Is FIRE Impossible for Reasonable People?

“Whether you think you can, or you think you can't―you're right.”
― Henry Ford

Retiring in your 30s or 40s seems like an impossible dream for most people. But the FIRE (Financial Independence Retire Early) movement is filled with people whose goal is to retire well before the usual retirement age. Critics say these FIRE penny-pinchers deprive themselves of any joy in their lives, and that FIRE is impossible for reasonable people. There is some truth to this, but not much.

The truth is that most adults have created a life for themselves that makes FIRE impossible without huge changes. They bought a big house far from where they work and own cars for commuting. They’ve committed almost all their income for the foreseeable future to a lifestyle they’ve chosen. No amount of eating in or other penny-pinching will make a big enough change to make FIRE possible.

That isn’t to say that smaller changes don’t help. Cutting out small amounts of spending here and there can improve your life tremendously. The key is to identify spending that isn’t bringing you happiness. But this type of change won’t shorten your working life by decades.

For FIRE to be a reality, it’s best to start before you make huge financial commitments. Instead of buying a big house far from where you work, you choose to rent or buy a modest place close to work. The savings can be huge. Reducing your commute by 25 km each way saves about $5000 per year. Renting or owning a smaller place can save much more. By avoiding building an expensive life, it’s possible to save much more of your income and build toward early financial independence.

If you’ve already built an expensive life, changing to the FIRE path requires big changes. It likely means selling your home, selling expensive cars, and moving to a modest place closer to work. Few people are willing to make these changes.

None of this means it’s wrong to buy a big house for your family in the suburbs and commute a long way to work. It’s just that this choice precludes early retirement. Life is about choices. FIRE is not impossible; it just requires the right set of choices on the most expensive things in life. However, most people tend to push big choices like houses and cars right up to the limit their income supports.

Some critics say FIRE is impossible unless you have an enormous income. This isn’t true. FIRE is certainly easier with a big income, but it’s still possible to avoid making lifestyle choices that consume most of your future income. Some incomes really are too low for FIRE, but the lower limit is well below $100k/year.

Other critics say FIRE isn’t possible in certain expensive cities. Staying in an expensive city is a choice. You’re free to do as you please. But if your income is too low for FIRE in downtown Toronto, then FIRE may be possible somewhere else. You may not want to find a new job and a new home, and that’s your business. But you’re then choosing the status quo over FIRE.

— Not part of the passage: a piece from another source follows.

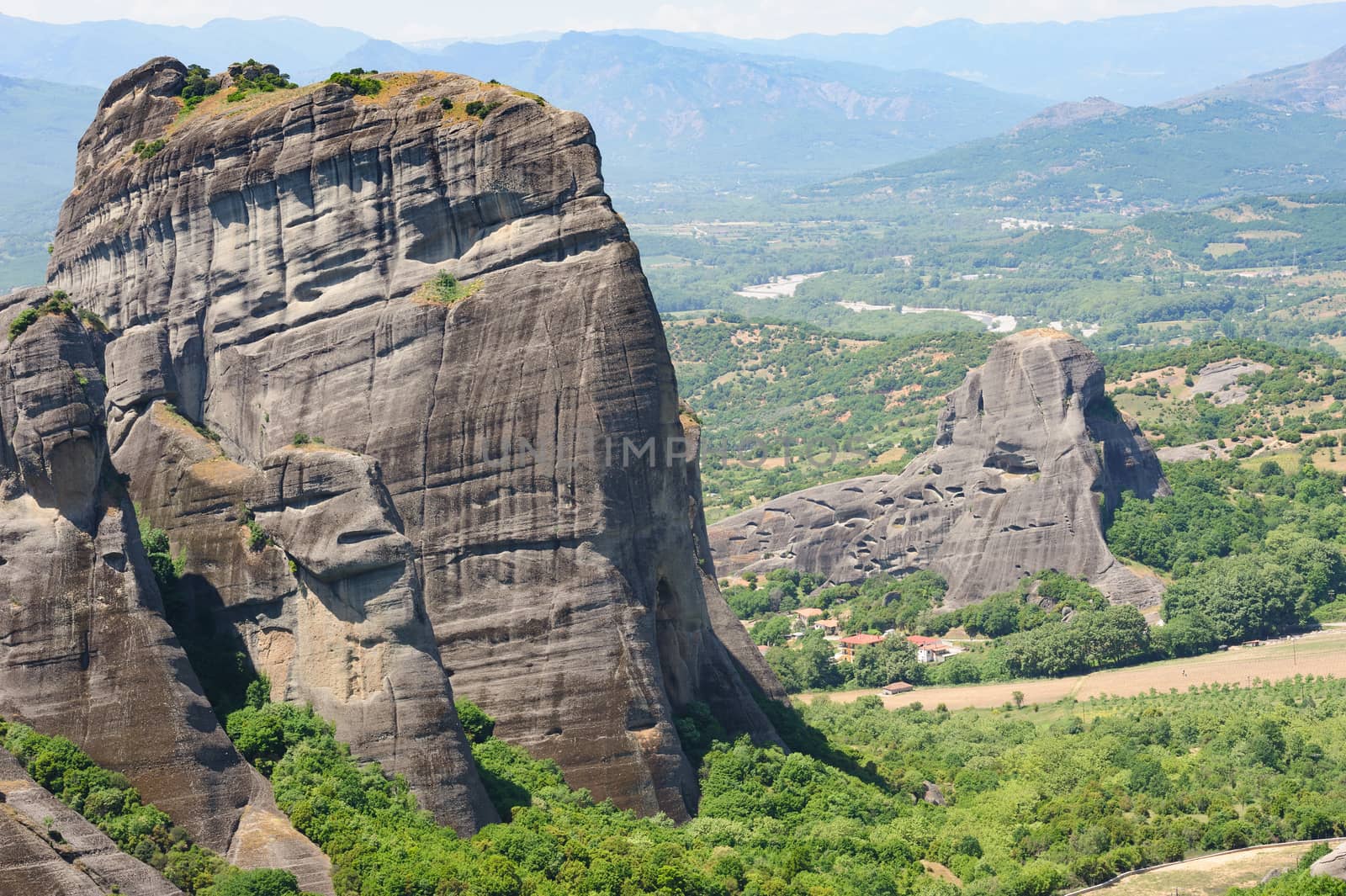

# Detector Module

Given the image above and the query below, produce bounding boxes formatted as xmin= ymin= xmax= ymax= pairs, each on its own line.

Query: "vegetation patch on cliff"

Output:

The truth is that most people like the idea of being financially independent and retiring early, but they’re not willing to do what it takes to get there. Instead of admitting that this is a choice they’re making, they want to deride those who seek FIRE, and declare it impossible for reasonable people. But this just isn’t true. My own path is only mildly FIRE-like. I could have retired much earlier by spending less, but didn’t. That was my choice.


  1. There is also value in starting out this way without actually retiring before 40. I did a lot of these steps early on but now find it unnecessary to stick to them strictly.

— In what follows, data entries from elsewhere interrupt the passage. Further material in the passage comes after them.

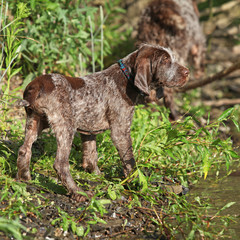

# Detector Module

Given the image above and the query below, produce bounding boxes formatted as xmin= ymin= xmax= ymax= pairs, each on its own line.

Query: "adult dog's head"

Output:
xmin=133 ymin=44 xmax=189 ymax=95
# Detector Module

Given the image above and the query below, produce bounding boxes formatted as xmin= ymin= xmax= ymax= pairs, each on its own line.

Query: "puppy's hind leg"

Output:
xmin=17 ymin=112 xmax=44 ymax=181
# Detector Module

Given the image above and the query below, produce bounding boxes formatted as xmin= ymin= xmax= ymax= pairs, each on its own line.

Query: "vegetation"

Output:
xmin=0 ymin=0 xmax=239 ymax=239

    The compounding advantages are already at work which gives me a lot more options. And the way I would spend the next 30 years, even with little to no financial pressure, will probably involve as much earning as spending.

    In some ways I can now spend more than average while my investments keep growing on their own. Even without getting to full retirement there are a lot of benefits that will keep growing over time and allow me to make good long-term financial choices.

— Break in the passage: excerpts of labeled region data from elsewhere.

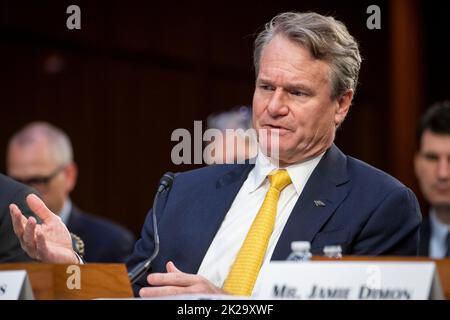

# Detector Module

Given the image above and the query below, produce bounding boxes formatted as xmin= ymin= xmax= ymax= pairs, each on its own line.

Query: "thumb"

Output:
xmin=166 ymin=261 xmax=182 ymax=273
xmin=26 ymin=194 xmax=55 ymax=223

    Being slow to increase your spending (and managing your money well) can give you a lot of the advantages without having to make a lot of sacrifices.

    1. @Richard: Agreed. A few good early choices can set you on a great path for life. But make the wrong expensive choices early and you're committed to a path of paying off debt for decades.

  2. The following exchange is reproduced to remove broken links.

    ----- Journeys of The Zoo March 15, 2019 at 12:08 PM

    Dear Michael,

    "Compounding, the 8th wonder of the world." Einstein said something like this. Smart man.

    I really appreciate this non-FIRE bashing post. I've read many over the years and even more lately. People will always come up with an excuse like need a big income or not living a fulfilled life.

    Maybe FIRE is just "our thing" and living like that doesn't cause us (m)any sacrifices. We're all different and what works for me, doesn't have to work for others.

    The difference is that I'm not out there telling everyone what's wrong about the lifestyle they've chosen. I'm just getting on with mine.

    Again, thank you.

    Regards, Sarah.

    ----- Michael James March 15, 2019 at 1:02 PM

    @Journeys of The Zoo: Glad you liked it. FIRE isn't for everyone, and FIRE means very different things to different people, but most people could benefit from thinking about FIRE's biggest messages.